Dieser Track stellt die Zeit-Achse richtig. Im religiösen Denken: du wirst gerettet, wenn du dich entscheidest. Im Neuen Bund: deine Erwählung war vor der Schöpfung entschieden — deine Entscheidung ist die Annahme dessen, was bereits ist.
Das griechische exeléxato (ἐξελέξατο, „er hat ausgewählt") in Eph 1,4 ist Aorist Medium — eine vollendete Handlung im aktiven Sinn. Gott hat dich für sich selbst ausgewählt. Aktiv. Endgültig. Das Verb pro katabolēs kósmou (πρὸ καταβολῆς κόσμου, „vor Grundlegung der Welt") schiebt diese Wahl in eine Zeit, in der noch nichts war. Keine Galaxie. Kein Atom. Aber Gottes Liebe zu dir war schon da.
Das ändert alles. Du bist nicht der Initiator deiner Geschichte mit Gott. Er war es zuerst (1. Joh 4,19: „Wir lieben, weil er uns zuerst geliebt hat."). Du sagst nicht „Ja" zu einem zögernden Gott, der hofft, dass du dich entscheidest. Du sagst „Ja" zu einem Vater, der dich seit der Ewigkeit erwartet hat.
Die theologische Tradition hat dieses Thema „Prädestination" oft mit Schwere und Angst besetzt. Wer ist „auserwählt", wer nicht? Das ist meistens die falsche Frage. Die Schrift fragt nicht: „Bin ich auserwählt?" — sie verkündet: „Du bist auserwählt" als Tatsache, die du annehmen darfst. Paulus' Briefe sind an „die Auserwählten" geschrieben — und er meint damit jeden, der in Christus ist.

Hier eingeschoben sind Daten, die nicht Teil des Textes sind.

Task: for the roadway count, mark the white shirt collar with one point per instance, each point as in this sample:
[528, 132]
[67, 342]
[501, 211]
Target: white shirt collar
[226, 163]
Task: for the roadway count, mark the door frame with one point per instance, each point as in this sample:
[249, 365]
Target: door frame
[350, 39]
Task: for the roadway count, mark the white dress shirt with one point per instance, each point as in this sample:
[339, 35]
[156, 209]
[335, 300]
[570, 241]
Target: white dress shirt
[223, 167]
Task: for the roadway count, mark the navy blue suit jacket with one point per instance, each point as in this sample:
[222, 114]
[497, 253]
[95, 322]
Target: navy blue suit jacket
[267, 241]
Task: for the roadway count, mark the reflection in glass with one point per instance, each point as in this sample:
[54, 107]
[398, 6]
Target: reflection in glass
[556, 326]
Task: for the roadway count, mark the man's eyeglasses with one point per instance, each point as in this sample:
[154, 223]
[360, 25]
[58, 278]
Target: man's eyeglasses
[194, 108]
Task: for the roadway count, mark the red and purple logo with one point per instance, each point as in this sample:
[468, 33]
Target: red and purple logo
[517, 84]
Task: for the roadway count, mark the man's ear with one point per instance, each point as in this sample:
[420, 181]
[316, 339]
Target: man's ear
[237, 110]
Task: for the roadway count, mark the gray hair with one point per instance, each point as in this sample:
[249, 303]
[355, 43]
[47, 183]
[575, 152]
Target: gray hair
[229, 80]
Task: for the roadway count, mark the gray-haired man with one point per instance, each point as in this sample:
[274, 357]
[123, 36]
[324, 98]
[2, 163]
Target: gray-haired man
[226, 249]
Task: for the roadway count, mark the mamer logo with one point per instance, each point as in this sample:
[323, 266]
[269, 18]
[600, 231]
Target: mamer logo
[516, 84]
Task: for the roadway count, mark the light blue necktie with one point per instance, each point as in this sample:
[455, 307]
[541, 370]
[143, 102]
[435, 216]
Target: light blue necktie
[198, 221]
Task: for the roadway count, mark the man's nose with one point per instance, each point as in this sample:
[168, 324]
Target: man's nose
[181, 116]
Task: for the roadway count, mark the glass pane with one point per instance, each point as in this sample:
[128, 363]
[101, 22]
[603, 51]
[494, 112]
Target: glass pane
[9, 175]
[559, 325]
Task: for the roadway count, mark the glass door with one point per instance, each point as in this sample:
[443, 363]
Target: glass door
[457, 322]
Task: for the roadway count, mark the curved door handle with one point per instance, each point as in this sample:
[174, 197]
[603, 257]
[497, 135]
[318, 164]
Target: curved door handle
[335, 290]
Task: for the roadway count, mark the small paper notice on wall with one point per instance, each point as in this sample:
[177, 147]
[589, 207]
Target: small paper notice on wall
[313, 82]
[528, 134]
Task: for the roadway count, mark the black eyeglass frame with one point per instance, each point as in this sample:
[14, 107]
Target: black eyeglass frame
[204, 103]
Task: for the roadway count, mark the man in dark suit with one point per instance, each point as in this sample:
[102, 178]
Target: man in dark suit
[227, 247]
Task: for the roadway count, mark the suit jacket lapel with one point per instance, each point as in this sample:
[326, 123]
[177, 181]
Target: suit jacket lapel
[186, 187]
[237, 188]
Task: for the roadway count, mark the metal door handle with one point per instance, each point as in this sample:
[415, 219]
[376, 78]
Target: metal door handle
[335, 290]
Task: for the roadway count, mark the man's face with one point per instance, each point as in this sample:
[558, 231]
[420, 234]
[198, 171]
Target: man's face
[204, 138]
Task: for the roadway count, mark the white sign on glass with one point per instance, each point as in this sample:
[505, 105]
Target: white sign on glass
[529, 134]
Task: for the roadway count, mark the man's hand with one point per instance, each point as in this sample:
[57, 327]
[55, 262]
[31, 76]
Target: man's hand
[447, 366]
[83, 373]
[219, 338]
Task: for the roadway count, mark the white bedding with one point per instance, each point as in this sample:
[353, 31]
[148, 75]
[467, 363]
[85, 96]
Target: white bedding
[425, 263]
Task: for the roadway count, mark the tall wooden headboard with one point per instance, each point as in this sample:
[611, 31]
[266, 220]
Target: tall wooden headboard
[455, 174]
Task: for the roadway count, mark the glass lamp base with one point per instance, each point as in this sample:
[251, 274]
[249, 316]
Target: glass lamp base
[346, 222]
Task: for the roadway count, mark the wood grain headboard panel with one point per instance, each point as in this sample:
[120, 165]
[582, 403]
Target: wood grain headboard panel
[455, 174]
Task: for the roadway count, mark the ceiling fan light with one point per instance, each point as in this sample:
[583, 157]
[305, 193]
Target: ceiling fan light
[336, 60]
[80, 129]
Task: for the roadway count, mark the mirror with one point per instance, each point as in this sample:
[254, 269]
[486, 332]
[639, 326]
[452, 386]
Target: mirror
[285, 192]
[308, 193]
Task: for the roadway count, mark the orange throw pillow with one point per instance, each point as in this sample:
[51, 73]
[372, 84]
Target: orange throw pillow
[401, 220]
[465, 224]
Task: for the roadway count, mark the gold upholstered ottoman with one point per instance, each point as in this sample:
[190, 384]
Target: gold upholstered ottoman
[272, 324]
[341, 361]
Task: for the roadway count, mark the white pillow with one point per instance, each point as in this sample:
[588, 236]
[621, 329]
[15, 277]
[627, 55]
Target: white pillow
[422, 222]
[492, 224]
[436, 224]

Mike's Song bringt das in tanzbare Form. Der englische Refrain „Chosen before time, chosen before time" ist Repetition mit Absicht: deine Erwählung ist nicht eine einmalige Aussage, die du dir merken musst. Sie ist eine Realität, die du immer wieder in dich hineinsingen darfst. Bis sie in dir wohnt. Bis du nicht mehr fragst, ob du auserwählt bist. Bis du bist.